Вот и получалось, что на эту пустую затею, что никакого результата не принесла бы и лишь настроила бы Маленов против горожан, он уже потратил без малого четверть тысячи талеров. Вот… А прежде чем потратить четверть тысячи талеров, попробуй их ещё сначала найди. Добудь. В общем, все эти игры в интриги и политику не были для барона бесплатными.

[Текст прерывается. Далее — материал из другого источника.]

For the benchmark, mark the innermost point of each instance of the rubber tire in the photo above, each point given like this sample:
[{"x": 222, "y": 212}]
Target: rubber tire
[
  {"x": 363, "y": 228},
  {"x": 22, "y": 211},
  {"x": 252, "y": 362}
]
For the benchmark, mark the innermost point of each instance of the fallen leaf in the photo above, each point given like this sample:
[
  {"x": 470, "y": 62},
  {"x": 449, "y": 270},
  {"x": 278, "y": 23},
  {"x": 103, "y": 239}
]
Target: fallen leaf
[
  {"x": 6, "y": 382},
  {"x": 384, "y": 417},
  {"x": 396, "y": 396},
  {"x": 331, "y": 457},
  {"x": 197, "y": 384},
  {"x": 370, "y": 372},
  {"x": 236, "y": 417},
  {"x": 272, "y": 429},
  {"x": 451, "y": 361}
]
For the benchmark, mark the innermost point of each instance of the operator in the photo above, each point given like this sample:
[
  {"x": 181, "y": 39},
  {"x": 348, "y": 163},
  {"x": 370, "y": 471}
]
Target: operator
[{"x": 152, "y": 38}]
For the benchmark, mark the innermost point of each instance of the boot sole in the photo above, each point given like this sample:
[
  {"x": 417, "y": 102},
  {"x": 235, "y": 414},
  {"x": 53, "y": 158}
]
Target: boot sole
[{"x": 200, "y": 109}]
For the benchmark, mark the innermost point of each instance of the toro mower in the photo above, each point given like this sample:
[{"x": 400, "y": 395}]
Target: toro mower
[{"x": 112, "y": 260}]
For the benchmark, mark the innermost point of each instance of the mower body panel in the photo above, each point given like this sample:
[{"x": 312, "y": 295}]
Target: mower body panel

А как Рудеман и Кропп ушли, приехал его оруженосец фон Готт. Он после Фёренбурга отпрашивался у генерала на побывку домой, так как они проезжали мимо поместий его старшего брата. Теперь же Людвиг Вольфганг болтал с фон Флюгеном и рассказывал тому, что брат его старший Альфред — заносчивый и неблагодарный и что фон Готт к нему больше ни ногой.
— И чем же провинился ваш братец? — из-за спины спрашивал у своего оруженосца генерал. Сам при том усмехался. — Отчего вы так к нему неблагодушны?
— Ах… Сеньор, — фон Готт кланяется. — Здравствуйте.
— Здравствуйте, дорогой мой, здравствуйте. Так чем провинился братец ваш перед вами, что вы так на него злы?
— Да, — фон Готт машет рукой, — жаден он неимоверно, забрал всё, что оставил батюшка, а ни мне, ни одному из младших братьев и талера не дал. Я ему говорю, мол, коню моему одиннадцать лет, а он прихрамывать стал, мне бы коня нового. А брат говорит: кобылу присмотри, на коня нет денег, я флигель к дому пристраиваю, и урожая дождаться нужно, а кобыла — это хорошо, она и жеребёнка даст, прибыток будет. А я не хочу кобылу, я, что, крестьянин, что ли, на кобыле ездить. Ну тогда, говорю, дай денег хоть на новый колет и перчатки. А его жена и говорит: так у вас ещё и эти хороши. А до этого жить меня определили в дальних комнатах, словно чужой какой, а там стёкол нет, к печке дров не давали, и перины были у меня сырыми. В общем, как он мне с конём отказал… я даже обедать с ними в тот день не стал, собрался и уехал.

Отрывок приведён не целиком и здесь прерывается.